The Challenge I Look Forward To

To succeed I need little steps and little challenges.

*   The first diet, the liver diet to actually have the operation.

*   The first 5Kg, the first 10Kg.

*   The first day in the gym, and the first time my clothes need replacing.

But I also need a big challenge, not just reaching the 76Kg (!) but something fun. I said I wanted to take part in sport with my friends. I said they ski and the dive. I can't ski and won't be able to. A few years back I badly broke my wrist, perhaps if I hadn't been so heavy the damage would have been less but it was a mess. It was thanks to a brilliant surgeon and even more fantastic physiotherapist put back together, but it will never be the same and can't be fixed a second time. So any sport where I could fall and automatically put my hands out, skiing, ice-skating are out. I am not sure I could actually hold a ski pole for very long either.

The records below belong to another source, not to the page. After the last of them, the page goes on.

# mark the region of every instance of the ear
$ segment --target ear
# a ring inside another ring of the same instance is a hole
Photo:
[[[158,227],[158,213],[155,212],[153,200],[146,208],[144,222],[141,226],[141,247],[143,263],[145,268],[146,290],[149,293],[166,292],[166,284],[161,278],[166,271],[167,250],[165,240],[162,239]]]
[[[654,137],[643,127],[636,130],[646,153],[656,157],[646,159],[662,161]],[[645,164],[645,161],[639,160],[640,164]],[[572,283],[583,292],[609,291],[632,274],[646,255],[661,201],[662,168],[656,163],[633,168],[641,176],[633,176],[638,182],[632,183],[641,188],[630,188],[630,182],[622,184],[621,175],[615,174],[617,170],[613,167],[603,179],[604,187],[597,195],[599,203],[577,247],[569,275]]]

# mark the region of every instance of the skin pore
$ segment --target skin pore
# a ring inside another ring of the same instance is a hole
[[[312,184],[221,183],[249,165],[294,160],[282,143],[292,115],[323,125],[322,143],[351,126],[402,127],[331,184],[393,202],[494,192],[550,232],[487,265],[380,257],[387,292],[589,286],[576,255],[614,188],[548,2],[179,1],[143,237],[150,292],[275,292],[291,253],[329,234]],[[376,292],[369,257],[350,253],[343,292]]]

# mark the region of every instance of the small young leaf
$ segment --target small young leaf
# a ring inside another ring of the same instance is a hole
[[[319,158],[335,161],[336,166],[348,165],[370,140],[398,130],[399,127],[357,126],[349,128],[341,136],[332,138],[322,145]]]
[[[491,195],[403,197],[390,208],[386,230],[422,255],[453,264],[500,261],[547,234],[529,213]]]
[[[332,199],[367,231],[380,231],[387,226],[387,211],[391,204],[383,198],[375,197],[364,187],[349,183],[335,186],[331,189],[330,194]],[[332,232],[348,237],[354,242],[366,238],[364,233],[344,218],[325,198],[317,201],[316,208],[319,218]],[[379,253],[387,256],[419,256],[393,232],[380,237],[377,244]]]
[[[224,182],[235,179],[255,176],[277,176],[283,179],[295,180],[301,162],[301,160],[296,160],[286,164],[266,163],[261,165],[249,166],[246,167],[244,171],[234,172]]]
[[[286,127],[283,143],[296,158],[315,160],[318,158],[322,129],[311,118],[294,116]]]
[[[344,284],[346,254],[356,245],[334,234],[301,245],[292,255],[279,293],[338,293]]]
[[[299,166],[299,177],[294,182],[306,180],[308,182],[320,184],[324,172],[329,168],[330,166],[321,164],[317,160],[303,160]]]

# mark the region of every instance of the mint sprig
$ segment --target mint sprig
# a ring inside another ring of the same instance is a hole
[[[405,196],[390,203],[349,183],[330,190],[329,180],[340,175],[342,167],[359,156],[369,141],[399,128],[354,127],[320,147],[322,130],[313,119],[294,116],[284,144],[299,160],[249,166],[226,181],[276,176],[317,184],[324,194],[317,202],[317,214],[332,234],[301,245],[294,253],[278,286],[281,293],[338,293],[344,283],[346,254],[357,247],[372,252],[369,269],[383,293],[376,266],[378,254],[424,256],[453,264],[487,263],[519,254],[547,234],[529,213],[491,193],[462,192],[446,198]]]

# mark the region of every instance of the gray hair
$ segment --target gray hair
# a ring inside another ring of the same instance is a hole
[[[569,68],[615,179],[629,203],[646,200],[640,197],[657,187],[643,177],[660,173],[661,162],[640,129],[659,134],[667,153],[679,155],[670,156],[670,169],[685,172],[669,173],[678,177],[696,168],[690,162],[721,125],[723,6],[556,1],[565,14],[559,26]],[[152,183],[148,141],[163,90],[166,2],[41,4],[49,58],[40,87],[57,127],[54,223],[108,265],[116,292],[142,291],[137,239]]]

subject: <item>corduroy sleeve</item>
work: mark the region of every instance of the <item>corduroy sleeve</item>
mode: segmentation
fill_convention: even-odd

Exercise will also be a challenge, I will have a personal trainer to get started and I will go back to the physio to see what he suggests. I can carry heavy weights in my hand but can't lift or pull with it, so need a little help with that.

But today I made the pledge to dive next year with friends. And I am very excited about it already.

Don't Read the Gutter Press

When you decide to do something, you are suddenly aware of it far more around you. So now I have decided to have this operation I see evidence of it everywhere. As I tell friends they all know someone who has had some sort of weight lose surgery, but this week there appears to be a conspiracy. It has been headlined in the press and not for the right reasons.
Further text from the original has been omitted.